I agree with the motto "Wealth without money" it follows the saying that people have been saying lately with the economy "invest in bricks." With a REPRAP machine a lot can be done. As it was said in the article if you need a part for a vacuum you can simply print it out. This printer has a very usefulness to it. It just needs to get out in everyone's hands. With the power of open sourcing, people could get a hold of models and print whatever they desire, which is what thinkiverse is.

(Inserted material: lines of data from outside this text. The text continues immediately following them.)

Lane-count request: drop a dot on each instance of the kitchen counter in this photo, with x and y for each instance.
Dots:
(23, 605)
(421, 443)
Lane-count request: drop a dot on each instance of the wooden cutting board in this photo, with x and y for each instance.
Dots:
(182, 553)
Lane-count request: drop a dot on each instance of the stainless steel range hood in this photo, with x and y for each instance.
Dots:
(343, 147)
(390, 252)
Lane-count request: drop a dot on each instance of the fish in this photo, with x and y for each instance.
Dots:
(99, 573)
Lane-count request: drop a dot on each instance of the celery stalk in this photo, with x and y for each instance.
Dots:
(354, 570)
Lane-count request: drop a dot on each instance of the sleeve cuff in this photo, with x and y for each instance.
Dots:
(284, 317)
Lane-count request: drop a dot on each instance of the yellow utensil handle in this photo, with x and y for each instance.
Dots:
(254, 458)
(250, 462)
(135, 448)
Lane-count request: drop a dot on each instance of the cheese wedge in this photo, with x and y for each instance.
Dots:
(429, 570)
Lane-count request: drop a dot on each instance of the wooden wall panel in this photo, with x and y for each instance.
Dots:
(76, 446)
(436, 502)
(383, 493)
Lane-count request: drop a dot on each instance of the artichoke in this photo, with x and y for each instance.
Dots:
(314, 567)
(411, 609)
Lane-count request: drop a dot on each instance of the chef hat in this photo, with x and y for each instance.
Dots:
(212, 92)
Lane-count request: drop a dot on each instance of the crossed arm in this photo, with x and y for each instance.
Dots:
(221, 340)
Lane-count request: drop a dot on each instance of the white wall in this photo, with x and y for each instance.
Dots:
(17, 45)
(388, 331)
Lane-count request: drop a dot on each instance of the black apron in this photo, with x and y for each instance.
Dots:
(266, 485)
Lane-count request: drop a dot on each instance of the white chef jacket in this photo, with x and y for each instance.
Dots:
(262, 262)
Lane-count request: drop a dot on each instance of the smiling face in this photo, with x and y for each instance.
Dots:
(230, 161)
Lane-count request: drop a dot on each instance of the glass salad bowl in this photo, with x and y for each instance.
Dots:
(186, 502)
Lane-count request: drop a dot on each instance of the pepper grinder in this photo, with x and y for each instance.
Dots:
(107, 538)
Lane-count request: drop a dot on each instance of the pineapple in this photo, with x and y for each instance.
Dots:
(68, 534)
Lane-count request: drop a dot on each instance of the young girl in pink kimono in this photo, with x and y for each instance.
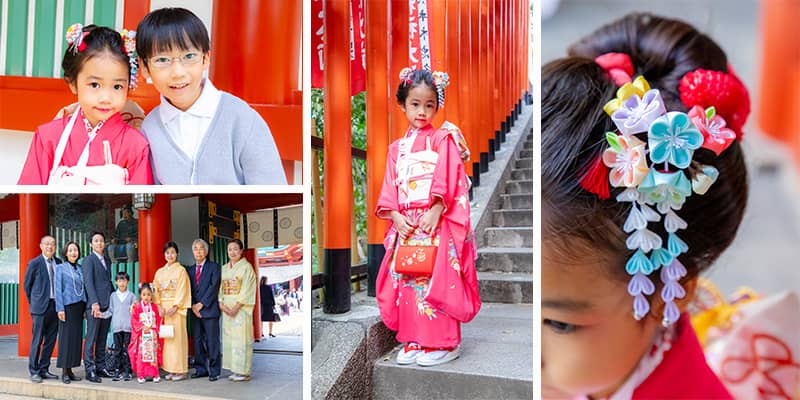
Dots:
(145, 347)
(93, 145)
(425, 194)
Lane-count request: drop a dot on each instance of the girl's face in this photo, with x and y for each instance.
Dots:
(72, 253)
(98, 243)
(178, 75)
(234, 252)
(171, 255)
(420, 106)
(590, 341)
(101, 87)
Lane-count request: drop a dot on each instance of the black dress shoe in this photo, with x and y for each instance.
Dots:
(47, 375)
(104, 373)
(92, 377)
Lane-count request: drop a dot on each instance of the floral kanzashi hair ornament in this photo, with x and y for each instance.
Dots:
(656, 190)
(440, 80)
(75, 36)
(129, 47)
(406, 74)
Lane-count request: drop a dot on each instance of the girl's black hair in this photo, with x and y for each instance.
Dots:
(574, 90)
(171, 244)
(66, 247)
(145, 286)
(418, 77)
(98, 40)
(238, 243)
(97, 233)
(168, 29)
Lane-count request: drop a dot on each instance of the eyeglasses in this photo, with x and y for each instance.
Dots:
(186, 59)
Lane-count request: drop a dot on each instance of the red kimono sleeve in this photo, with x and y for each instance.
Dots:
(387, 200)
(450, 185)
(139, 171)
(38, 163)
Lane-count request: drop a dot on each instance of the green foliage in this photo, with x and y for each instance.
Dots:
(359, 167)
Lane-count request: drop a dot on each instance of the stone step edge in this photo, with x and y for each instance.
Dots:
(505, 276)
(75, 390)
(383, 363)
(507, 250)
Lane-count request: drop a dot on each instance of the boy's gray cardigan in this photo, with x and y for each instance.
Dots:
(238, 149)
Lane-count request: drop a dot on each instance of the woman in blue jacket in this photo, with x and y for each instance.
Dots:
(70, 305)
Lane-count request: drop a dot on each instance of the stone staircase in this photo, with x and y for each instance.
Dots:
(505, 259)
(497, 346)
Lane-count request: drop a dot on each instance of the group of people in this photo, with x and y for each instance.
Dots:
(93, 144)
(150, 333)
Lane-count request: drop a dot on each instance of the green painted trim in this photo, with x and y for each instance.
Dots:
(105, 12)
(17, 37)
(44, 38)
(74, 12)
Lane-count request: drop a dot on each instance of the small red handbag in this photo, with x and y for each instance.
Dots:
(415, 260)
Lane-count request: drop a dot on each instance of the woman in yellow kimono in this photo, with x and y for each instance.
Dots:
(237, 295)
(173, 296)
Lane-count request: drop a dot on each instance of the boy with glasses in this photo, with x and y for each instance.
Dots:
(198, 134)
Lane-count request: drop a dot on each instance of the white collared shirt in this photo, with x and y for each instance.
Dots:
(188, 128)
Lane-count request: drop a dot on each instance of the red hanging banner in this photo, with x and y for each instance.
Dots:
(357, 45)
(419, 35)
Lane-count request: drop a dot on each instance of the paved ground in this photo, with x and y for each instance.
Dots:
(275, 376)
(762, 256)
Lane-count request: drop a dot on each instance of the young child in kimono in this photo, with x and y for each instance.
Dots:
(643, 186)
(93, 145)
(145, 347)
(199, 134)
(425, 194)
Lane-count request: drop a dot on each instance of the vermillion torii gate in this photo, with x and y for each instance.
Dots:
(481, 44)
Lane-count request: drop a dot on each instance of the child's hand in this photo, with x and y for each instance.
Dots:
(402, 224)
(430, 219)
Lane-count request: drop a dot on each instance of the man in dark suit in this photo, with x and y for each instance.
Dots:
(40, 290)
(97, 281)
(204, 278)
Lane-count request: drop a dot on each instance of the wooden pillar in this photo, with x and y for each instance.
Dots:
(33, 224)
(378, 138)
(398, 59)
(496, 74)
(338, 200)
(155, 229)
(471, 103)
(134, 12)
(256, 49)
(451, 40)
(438, 41)
(484, 84)
(251, 256)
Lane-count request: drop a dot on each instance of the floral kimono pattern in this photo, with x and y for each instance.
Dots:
(422, 166)
(145, 347)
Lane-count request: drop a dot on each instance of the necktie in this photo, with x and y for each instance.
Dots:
(52, 283)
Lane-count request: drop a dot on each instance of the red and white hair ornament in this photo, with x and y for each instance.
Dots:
(75, 36)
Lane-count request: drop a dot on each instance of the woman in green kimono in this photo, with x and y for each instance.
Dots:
(237, 295)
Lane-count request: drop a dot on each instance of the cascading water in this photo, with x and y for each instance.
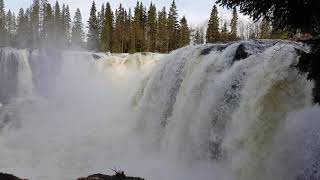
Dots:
(225, 111)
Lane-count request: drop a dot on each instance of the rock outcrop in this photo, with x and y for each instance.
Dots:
(117, 176)
(4, 176)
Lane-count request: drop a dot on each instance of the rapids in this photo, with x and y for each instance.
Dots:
(233, 111)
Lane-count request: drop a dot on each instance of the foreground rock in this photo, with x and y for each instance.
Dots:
(117, 176)
(4, 176)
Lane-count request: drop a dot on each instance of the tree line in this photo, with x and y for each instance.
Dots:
(261, 29)
(141, 29)
(43, 25)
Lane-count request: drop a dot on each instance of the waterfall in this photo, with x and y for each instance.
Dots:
(218, 111)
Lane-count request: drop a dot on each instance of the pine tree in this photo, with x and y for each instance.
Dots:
(66, 25)
(225, 36)
(265, 29)
(233, 24)
(278, 33)
(184, 37)
(152, 28)
(199, 36)
(35, 23)
(93, 32)
(119, 34)
(127, 29)
(48, 34)
(3, 30)
(77, 35)
(162, 31)
(11, 26)
(58, 24)
(173, 27)
(43, 4)
(107, 30)
(138, 37)
(213, 34)
(101, 19)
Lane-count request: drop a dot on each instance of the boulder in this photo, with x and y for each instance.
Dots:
(117, 176)
(4, 176)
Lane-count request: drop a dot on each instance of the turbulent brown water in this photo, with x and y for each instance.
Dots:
(224, 111)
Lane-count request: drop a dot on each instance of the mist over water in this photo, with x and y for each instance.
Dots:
(201, 112)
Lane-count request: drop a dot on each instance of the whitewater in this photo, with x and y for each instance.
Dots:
(236, 111)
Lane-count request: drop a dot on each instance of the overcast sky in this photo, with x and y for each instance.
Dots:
(196, 11)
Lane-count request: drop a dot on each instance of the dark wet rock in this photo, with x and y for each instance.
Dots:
(96, 57)
(4, 176)
(241, 53)
(313, 171)
(219, 47)
(117, 176)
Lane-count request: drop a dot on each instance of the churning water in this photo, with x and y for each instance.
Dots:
(236, 111)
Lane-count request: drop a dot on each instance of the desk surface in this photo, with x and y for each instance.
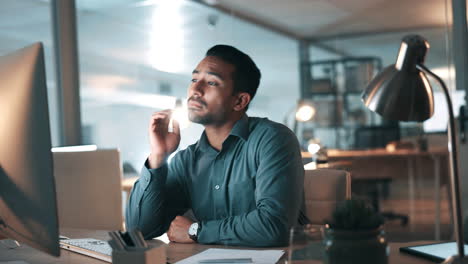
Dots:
(175, 252)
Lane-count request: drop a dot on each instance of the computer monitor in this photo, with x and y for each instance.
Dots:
(28, 209)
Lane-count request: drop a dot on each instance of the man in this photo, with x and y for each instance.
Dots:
(243, 179)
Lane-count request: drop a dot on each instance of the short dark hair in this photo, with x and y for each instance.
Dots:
(246, 75)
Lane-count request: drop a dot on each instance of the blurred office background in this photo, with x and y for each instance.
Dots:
(136, 57)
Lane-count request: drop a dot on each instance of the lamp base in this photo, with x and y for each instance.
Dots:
(456, 260)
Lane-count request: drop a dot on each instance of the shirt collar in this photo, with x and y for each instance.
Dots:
(240, 129)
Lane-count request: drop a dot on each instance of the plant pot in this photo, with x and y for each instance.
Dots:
(355, 246)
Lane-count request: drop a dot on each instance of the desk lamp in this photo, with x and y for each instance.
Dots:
(402, 92)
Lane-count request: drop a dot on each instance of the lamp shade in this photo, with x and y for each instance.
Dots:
(401, 91)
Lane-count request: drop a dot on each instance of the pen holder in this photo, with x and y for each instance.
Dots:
(153, 255)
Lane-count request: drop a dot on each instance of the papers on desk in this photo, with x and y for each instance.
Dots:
(257, 256)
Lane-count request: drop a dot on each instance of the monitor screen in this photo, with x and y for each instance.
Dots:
(28, 210)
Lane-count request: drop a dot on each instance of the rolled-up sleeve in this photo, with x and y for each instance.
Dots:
(153, 203)
(278, 194)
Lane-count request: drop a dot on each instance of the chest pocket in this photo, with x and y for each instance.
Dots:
(241, 196)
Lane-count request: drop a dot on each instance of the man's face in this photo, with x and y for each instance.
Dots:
(210, 94)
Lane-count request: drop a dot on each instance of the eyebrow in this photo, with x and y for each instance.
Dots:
(211, 73)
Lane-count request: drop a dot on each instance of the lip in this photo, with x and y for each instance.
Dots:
(194, 105)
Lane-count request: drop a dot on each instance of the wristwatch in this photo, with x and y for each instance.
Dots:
(193, 231)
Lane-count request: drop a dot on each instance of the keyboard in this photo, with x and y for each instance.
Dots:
(90, 247)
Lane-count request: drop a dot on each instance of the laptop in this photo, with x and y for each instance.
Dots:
(89, 196)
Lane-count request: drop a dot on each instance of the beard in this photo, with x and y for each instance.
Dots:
(201, 119)
(204, 119)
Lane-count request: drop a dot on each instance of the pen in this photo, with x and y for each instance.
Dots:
(227, 260)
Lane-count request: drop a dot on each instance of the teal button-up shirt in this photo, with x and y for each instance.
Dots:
(249, 193)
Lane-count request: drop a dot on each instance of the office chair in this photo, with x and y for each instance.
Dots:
(323, 190)
(370, 137)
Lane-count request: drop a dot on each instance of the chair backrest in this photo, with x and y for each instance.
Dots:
(323, 190)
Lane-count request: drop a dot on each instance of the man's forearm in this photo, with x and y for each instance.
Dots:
(146, 207)
(258, 228)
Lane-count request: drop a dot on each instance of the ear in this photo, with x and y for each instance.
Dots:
(242, 101)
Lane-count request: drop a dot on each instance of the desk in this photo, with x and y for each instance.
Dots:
(175, 252)
(380, 163)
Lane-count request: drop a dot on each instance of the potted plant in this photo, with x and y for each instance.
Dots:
(355, 235)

I can see the REPRAP printer advancing to a simple design such as a regular printer. Plug and play type feature for every consumer. Right now you have to be pretty tech savy in building a REPRAP and maintaining it. However, just like the regular printer one day they were very confusing for the average user, in the next years I feel this machine will become a plug and play machine like any other printer. If someone can introduce a simple program for modeling, and incorporate the G-code in the same program where a user can just click print and see their printer work. This would allow anyone to print anything whether they design it, or get it from the internet.
Blog Week 1
1) Pixar Lamp 2) Flame Light Shade 3) Washer 4) Piano Necktie 5) Octopus
Due to my lack of experience thus far with REPRAP I chose this light (1) to be the must useful thing. This a good way to bring a 3D model to life and see what you designed in working condition. Everyone can use and understand the excitement in seeing something transform from computer screen to 3D model. I chose the flame light shade (2) as my artistic thing because of the fact at how it was modeled and shaped. It turned out to be a nice decorative piece. The washer (3) was chosen as the useless thing because there it cannot be used in a real world application due to the fact of it being plastic, it will not be able to replace a metal washer. The fact the washers are pennies, why would it be necessary to waste time and plastic on making this washer. I chose the piano necktie (4) as a funny thing because it would be a cool thing to wear around, however I could see it being pretty heavy having to wear it around your neck. I think it would bring laughs to any event if you come in wearing a plastic tie. Last but not least is the weird category. I am not sure if octopus is a theme of REPRAPs, but they seem to be a trending topic on thingverse. That is why I chose the octopus earring (5) as the weird category. It is off the normal route of 3d printing and I am not sure why.